The lady in Starbucks this morning, who asked me whether or not I could get a weather report on my laptop computer, was wearing a loud fluffy orange scarf. One of those you would have seen on a starlet in the thirties–all wispy and feathery–hiding neck, chin and shoulders, dwarfing the rest of her body even though she wasn’t exactly petite. She talked with a lisp caused by a cleft palate.
She was genuinely intrigued by the technology and was amazed that I could, if I wanted, listen to radio and watch TV and movies all on my computer. After she had enough information to walk with she put on her long brown leatherette coat, re-wrapped her scarf and left. I looked over at the young lady reading the newspaper at the next table.
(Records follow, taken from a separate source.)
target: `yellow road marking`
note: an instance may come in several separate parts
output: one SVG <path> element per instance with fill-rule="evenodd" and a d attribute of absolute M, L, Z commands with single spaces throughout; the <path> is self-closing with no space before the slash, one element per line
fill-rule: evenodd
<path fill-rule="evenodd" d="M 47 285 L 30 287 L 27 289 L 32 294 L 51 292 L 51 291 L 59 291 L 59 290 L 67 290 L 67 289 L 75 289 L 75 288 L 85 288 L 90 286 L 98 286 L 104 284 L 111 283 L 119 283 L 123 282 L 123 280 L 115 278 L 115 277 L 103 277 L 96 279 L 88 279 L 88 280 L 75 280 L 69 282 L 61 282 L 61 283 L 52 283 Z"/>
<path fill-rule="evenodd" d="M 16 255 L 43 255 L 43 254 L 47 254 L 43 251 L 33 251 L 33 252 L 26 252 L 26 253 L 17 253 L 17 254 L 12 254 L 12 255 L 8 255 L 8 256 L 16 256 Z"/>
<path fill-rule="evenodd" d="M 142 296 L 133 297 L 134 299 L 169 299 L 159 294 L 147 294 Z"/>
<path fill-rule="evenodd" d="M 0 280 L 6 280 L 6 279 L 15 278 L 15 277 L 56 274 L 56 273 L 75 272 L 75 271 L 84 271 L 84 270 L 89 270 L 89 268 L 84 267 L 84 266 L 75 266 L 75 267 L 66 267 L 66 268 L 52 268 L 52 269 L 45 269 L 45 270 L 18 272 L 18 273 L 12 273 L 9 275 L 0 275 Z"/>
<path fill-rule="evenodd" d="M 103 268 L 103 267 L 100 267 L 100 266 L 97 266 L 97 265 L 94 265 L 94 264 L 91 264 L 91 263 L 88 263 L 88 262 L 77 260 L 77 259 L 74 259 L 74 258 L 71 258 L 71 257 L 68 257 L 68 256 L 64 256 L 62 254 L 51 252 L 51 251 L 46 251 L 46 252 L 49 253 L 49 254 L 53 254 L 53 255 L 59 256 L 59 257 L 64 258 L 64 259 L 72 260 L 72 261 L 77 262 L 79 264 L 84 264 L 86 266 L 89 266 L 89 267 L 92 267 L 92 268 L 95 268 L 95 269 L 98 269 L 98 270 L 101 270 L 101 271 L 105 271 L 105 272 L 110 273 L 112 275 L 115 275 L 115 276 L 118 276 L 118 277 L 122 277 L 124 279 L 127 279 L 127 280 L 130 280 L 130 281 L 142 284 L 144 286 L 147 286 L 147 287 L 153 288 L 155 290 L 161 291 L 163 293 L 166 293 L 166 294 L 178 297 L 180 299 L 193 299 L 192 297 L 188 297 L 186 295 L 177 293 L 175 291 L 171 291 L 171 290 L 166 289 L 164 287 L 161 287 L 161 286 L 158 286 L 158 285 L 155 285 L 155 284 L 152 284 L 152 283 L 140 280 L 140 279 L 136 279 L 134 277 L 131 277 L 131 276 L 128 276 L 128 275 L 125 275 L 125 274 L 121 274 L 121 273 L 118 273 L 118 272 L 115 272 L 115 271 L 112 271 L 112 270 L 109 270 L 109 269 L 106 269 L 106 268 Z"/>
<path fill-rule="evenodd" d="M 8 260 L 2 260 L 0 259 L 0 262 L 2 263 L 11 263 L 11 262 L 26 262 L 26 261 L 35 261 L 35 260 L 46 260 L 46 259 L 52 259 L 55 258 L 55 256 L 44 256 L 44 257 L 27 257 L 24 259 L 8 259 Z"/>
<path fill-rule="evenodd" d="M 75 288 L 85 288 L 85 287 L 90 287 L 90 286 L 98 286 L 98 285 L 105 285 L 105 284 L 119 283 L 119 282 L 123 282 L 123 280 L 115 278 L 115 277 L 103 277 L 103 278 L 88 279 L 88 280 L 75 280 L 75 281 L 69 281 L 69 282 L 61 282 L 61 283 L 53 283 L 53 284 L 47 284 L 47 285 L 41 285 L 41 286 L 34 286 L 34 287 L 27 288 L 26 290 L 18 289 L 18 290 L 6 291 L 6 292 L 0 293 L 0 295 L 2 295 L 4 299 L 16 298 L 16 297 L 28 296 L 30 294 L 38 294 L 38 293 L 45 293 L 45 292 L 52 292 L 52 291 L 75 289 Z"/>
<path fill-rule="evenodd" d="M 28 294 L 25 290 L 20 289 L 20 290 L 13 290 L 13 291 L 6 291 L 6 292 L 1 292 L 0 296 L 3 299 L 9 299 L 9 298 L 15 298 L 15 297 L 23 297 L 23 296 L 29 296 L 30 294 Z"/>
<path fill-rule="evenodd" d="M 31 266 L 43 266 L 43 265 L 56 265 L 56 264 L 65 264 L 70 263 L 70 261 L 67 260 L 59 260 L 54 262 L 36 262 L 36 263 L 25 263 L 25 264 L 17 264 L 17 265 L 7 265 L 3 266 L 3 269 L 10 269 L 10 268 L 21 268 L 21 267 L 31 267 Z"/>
I couldn’t quite make out from the turn of her mouth, whether she found the scarf-lady or our conversation slightly amusing.
I’ve spent most of my life wanting to fit in somewhere. If I’m honest, fitting-in has been the hidden quest of my life. Underneath my pursuits, from recreational to intelectual to spiritual, from John Krakauer to Nietzsche to St. Benedict, there is an intense desire in me not to be found amusing, but interesting.
I was in grade nine, on a morning break, when I turned to find myself the object of laughter by a group of classmates. The boy at the centre of the scrum was imitating me, holding up an invisible hair. And I saw myself.
I had a habit of being distracted in school and that morning I became preoccupied with a very long hair I had discovered on the knee of my jeans and had picked it off for closer examination. I didn’t know that I was being carefully examined at the same time.
Dwayne hadn’t counted on my stumbling onto his pantomime of me and when I caught his eyes, for a brief moment, we were both embarrassed. He however had the crowd guffawing and sniggering and recovered quickly, and turning his back to me went on with the show. Well, I only assumed he carried on because at that moment I dropped my head and I left the area immediately. I didn’t recover so quickly. Decades later I still remember the scene with precision.
Places of acceptance are greenhouses for the soul. But true places of acceptance are expansive, inclusive, not held together through the exclusion of some group or person or idea. True places of acceptance are places where you can wean yourself of the intense desire to fit in. When you find a place like this, return to it as often as you can.